Proving the Business Case for the Internet of Things

Human centred smart workplaces increase smart factory productivity

William Payne
April 1, 2015

An EU project, FACTS4WORKERS, is aiming to improve productivity and intelligent decision making within future smart factories by developing improved, connected smart human machine interfaces. The project, funded by the EU Horizon 2020 programme, is guided by the principle that smart workplaces are an essential component of the smart factory of the future and will increase workers' productivity and engagement as well as factory agility.

The place of workers in highly connected future smart factories is often seen as a societal challenge, with speculation that smart factories will either sideline or isolate workers, or even replace them altogether.
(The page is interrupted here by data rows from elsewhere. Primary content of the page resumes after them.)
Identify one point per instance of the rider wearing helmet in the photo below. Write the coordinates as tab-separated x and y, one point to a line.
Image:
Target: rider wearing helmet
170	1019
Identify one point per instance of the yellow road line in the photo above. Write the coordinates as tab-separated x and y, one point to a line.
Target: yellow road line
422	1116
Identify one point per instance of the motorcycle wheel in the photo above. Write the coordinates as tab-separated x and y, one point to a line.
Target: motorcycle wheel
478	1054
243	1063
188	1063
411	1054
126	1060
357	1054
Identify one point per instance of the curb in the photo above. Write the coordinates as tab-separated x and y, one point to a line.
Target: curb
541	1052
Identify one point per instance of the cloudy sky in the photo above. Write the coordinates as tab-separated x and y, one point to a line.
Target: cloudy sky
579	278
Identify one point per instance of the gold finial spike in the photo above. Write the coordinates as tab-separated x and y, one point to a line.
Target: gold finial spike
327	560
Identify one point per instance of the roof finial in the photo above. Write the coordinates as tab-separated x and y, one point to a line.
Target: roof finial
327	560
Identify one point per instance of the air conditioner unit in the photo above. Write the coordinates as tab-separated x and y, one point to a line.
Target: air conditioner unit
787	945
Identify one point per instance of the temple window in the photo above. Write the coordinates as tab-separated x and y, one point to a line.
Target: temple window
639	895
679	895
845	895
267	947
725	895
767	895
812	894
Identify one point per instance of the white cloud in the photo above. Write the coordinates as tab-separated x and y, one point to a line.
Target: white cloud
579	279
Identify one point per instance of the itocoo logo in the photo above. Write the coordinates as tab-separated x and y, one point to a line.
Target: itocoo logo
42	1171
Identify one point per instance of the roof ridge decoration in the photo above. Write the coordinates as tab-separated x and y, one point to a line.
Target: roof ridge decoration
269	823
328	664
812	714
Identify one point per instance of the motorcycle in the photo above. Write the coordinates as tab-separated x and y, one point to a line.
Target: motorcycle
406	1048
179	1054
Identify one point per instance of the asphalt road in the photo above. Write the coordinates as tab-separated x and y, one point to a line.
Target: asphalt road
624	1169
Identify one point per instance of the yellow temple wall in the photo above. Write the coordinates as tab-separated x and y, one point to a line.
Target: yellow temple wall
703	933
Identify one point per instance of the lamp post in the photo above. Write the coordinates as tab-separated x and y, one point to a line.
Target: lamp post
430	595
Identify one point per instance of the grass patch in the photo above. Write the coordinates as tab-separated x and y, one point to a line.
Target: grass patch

The FACTS4WORKERS project takes a diametrically opposite view. It believes that workers will be at the heart of the most productive and the most agile smart factories of the future. A highly skilled and motivated workforce on the shop floor of a smart factory can out-perform and out-respond a fully automated factory, the organisers of the project believe.

The project is motivated by a desire to reverse the trend to move production away from Europe to lower cost production or energy regions. The European Commission (EC) believes that the EU's highly skilled and educated workforce is a major asset of the bloc. It has set a goal of growing manufacturing production within the EU from a present 15 percent to 20 percent by 2020. In order to take full advantage within Europe of the trend towards smart factories, smart workplaces must evolve to server "production knowledge workers".

The FACTS4WORKERS project is being led at the VIRTUAL VEHICLE research centre in Graz, Austria. The project is made of a consortium of companies and research institutions including Graz University of Technology, ThyssenKrupp, Johnson Controls, The University of Zurich and Evolaris.

The project is developing connected and integrated systems, data analytics, and human machine interfaces that will allow knowledge workers in a smart workplace to optimise and direct operations to best suit changing demands and conditions. The project believes that such technologies can increase workplace productivity by 10 percent. In addition, they believe that changing manufacturing into a production knowledge discipline will make it more attractive as field of employment.

One focus of the project is how to develop workplace approaches and technologies to allow for highly efficient production of ever smaller batches. The project is developing interface and decision support systems that will allow operators to juggle rapidly changing information from multiple sources, using HMI devices such as data goggles, as well as direct integration of MES and ERP systems, and the elimination of paper within factories. Human centred knowledge management is also being developed, with voice, gesture or touch activation instead of text input, as well context based learning and virtual reality simulation and control environments.